On 2013-12-10 17:46:56 -0500, Robert Haas wrote:
> On Tue, Dec 10, 2013 at 5:38 PM, Andres Freund <andres(at)2ndquadrant(dot)com> wrote:
> > On 2013-12-10 14:30:36 -0800, Peter Geoghegan wrote:
> >> Did you really find pg_stat_statements to be almost useless in such
> >> situations? That seems worse than I thought.
> >
> > It's very hard to see where you should spend efforts when every "logical
> > query" is split into hundreds of pg_stat_statement entries. Suddenly
> > it's important whether a certain counts of parameters are more frequent
> > than others because in the equally distributed cases they fall out of
> > p_s_s again pretty soon. I think that's probably a worse than average
> > case, but certainly not something only I could have the bad fortune of
> > looking at.
>
> Right, but the flip side is that you could collapse things that people
> don't want collapsed.
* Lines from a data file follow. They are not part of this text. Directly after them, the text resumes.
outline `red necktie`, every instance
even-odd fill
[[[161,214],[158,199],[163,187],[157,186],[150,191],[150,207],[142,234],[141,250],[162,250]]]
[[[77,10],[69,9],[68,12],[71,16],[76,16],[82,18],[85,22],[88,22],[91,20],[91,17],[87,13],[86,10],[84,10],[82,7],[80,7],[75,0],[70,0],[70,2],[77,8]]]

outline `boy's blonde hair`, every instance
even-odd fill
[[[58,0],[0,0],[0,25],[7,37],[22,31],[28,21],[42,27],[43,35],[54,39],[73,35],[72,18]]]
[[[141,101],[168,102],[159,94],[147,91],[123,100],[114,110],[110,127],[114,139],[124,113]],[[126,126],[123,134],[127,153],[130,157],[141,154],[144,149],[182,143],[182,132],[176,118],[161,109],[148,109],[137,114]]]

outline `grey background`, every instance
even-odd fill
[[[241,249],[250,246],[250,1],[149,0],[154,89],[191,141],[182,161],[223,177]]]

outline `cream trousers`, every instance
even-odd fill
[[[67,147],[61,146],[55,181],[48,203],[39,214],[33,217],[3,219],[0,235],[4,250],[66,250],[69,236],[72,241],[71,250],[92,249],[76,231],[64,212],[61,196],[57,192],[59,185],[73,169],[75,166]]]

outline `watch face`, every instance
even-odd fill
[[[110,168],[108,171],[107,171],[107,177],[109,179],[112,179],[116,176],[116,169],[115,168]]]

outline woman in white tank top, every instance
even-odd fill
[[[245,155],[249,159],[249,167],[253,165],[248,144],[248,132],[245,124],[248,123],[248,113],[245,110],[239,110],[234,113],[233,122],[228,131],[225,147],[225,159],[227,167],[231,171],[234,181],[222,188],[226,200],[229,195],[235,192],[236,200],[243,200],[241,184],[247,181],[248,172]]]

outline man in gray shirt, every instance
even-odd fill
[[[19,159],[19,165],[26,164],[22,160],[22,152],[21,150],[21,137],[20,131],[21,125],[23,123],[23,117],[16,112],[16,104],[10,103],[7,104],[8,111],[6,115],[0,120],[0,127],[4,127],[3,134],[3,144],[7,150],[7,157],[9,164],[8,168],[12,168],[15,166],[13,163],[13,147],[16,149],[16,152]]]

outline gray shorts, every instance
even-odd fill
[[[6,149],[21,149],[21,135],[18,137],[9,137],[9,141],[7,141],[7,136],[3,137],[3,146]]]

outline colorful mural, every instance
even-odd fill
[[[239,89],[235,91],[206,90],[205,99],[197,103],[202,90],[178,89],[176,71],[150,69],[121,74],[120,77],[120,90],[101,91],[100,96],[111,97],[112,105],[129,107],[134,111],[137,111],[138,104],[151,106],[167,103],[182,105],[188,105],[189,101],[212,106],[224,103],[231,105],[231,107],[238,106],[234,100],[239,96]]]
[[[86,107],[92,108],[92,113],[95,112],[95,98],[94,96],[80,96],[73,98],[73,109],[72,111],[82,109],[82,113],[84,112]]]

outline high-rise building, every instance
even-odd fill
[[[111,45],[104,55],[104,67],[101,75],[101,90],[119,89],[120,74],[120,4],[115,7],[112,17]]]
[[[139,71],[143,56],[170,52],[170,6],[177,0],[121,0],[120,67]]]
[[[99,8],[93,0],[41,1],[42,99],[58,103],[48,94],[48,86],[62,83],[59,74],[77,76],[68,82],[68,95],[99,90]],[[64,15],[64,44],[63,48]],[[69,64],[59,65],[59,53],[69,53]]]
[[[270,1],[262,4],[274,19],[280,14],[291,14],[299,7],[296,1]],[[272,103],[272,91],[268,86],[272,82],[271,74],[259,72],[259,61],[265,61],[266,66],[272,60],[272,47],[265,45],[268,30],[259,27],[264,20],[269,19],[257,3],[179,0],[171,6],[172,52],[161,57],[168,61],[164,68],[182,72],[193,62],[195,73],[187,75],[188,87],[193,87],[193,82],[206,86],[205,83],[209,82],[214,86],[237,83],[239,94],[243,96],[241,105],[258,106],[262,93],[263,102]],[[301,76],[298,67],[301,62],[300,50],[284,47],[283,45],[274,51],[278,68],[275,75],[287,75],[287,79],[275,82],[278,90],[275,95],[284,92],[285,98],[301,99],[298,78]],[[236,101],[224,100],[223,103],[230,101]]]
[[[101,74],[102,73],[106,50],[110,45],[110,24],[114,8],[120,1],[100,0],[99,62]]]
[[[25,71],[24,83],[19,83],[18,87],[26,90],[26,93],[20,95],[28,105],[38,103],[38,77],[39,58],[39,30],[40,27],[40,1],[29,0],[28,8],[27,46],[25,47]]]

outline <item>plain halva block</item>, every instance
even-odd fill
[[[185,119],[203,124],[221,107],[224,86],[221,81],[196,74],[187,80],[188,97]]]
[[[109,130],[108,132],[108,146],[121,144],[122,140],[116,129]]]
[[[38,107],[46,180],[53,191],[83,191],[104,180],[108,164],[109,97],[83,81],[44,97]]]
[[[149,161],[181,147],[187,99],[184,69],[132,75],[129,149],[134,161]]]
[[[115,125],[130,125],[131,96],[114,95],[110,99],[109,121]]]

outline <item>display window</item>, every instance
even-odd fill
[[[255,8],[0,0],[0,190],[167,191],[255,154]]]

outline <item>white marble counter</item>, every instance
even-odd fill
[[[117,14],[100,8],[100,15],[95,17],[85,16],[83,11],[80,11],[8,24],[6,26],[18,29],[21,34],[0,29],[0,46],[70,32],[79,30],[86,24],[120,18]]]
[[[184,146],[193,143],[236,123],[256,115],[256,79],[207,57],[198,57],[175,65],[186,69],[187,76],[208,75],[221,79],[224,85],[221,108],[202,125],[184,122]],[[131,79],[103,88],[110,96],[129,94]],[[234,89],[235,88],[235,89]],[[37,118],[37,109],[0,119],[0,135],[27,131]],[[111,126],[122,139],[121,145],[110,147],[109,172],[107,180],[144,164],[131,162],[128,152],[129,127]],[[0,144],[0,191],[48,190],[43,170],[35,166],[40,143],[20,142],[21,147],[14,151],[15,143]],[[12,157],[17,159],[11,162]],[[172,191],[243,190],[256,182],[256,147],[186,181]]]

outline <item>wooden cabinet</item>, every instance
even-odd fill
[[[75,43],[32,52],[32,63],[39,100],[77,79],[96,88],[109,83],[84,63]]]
If you've got lots of query that differ only in
> that some of them say user_id IN (const1, const2) and others say
> user_id IN (const1, const2, const3) and the constants vary a lot, then
> of course this seems attractive.

Yea, completely agreed. It might also lead to users missing the fact
that their precious prepared-statement cache is just using up loads of
backend memory and individual prepared statements are seldomly
re-executed because there are so many...

> On the other hand if you have two
> queries and one of them looks like this:
>
> WHERE status IN ('active') AND user_id = ?
>
> and the other looks like this:
>
> WHERE status IN ('inactive', 'deleted') AND user_id = ?

That too.

> Part of me wonders if the real solution here is to invent a way to
> support an arbitrarily large hash table of entries efficiently, and
> then let people do further roll-ups of the data in userland if they
> don't like our rollups. Part of the pain here is that when you
> overflow the hash table, you start losing information that can't be
> recaptured after the fact. If said hash table were by chance also
> suitable for use as part of the stats infrastructure, in place of the
> whole-file-rewrite technique we use today, massive win.
>
> Of course, even if we had all this, it necessarily make doing
> additional rollups *easy*; it's easy to construct cases that can be
> handled much better given access to the underlying parse tree
> representation than they can be with sed and awk. But it's a thought.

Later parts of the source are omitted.